IBS or chronic intestinal infections. We know that our gut health impacts our mental and immune health but did you know it also impacts our ability to sleep as well. If you suffer from RLS, IBS or chronic digestive issues, improving your digestion is crucial for a deep, restorative sleep. Start to track your diet and make a note of what foods you eat and how your body and your digestion responds. Try to eliminate some common trigger foods (wheat, dairy, sugar, eggs) and see if minimizing those reduces your digestive problems, as well as your restless legs. Also, many people diagnosed with H.pylori or any other form of gastrointestinal microbe often notice that their sleep is worse and RLS is more pronounced. If you suffer from ulcers (a possible sign of H.pylori) or noticed that your RLS got worse after a bout of food poisoning or gastroenteritis, it is worth having stool testing done to rule in or out this as a root cause.

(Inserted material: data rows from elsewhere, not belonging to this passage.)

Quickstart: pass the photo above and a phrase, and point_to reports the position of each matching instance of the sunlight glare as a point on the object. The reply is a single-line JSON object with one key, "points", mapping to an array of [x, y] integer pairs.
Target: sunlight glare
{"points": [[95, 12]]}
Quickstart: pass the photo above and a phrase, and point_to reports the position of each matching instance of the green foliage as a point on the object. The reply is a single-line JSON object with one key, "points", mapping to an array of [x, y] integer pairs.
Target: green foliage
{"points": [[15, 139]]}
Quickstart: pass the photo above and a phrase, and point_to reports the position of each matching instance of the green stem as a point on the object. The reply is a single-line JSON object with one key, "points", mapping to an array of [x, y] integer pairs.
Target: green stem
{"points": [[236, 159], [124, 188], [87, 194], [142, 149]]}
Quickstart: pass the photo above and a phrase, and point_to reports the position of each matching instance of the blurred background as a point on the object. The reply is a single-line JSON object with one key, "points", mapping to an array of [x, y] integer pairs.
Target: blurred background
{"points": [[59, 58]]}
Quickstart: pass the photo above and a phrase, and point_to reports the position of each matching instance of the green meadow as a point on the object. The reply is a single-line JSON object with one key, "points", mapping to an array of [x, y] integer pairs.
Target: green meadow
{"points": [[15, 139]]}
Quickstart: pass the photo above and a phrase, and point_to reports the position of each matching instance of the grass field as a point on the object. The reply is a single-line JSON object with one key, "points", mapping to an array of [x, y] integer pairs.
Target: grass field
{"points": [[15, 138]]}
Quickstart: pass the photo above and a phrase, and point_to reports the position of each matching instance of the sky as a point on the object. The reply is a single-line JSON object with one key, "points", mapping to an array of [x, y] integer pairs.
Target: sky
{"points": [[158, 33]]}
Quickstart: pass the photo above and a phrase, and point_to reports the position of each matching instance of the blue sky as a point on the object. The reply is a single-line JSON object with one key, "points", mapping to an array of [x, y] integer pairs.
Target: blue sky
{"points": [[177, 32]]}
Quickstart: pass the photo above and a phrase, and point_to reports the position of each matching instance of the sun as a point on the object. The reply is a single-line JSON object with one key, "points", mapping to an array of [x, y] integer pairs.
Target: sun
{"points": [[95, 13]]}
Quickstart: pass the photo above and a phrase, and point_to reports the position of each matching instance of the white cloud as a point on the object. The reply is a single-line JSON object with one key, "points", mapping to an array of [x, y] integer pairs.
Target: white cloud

Vitamin D Deficiency. Ineffective dopamine signaling has been associated with RLS. Vitamin D has been shown to improve dopamine levels and it’s metabolites, which work to protect our precious neurotransmitters. If you find you sleep better in the spring/summer and early fall, when we generally have more exposure to sunlight, and therefore natural Vitamin D, then maybe you need to consider supplementing with Vitamin D. I suggest 5000IU of Vitamin D from Halloween to Easter to all of my patients.
Iron Deficiency. One of the first treatments people with RLS try is iron supplementation and often this helps. However, simply supplementing with iron may not help unless we also address the root cause of why the iron is low in the first place. Reduced intake is one reason, but often the issue is poor absorption. Those with low stomach acid levels may have increased risk of RLS, and so supplementing with a high quality digestive enzyme can improve your nutrient status, and your sleep!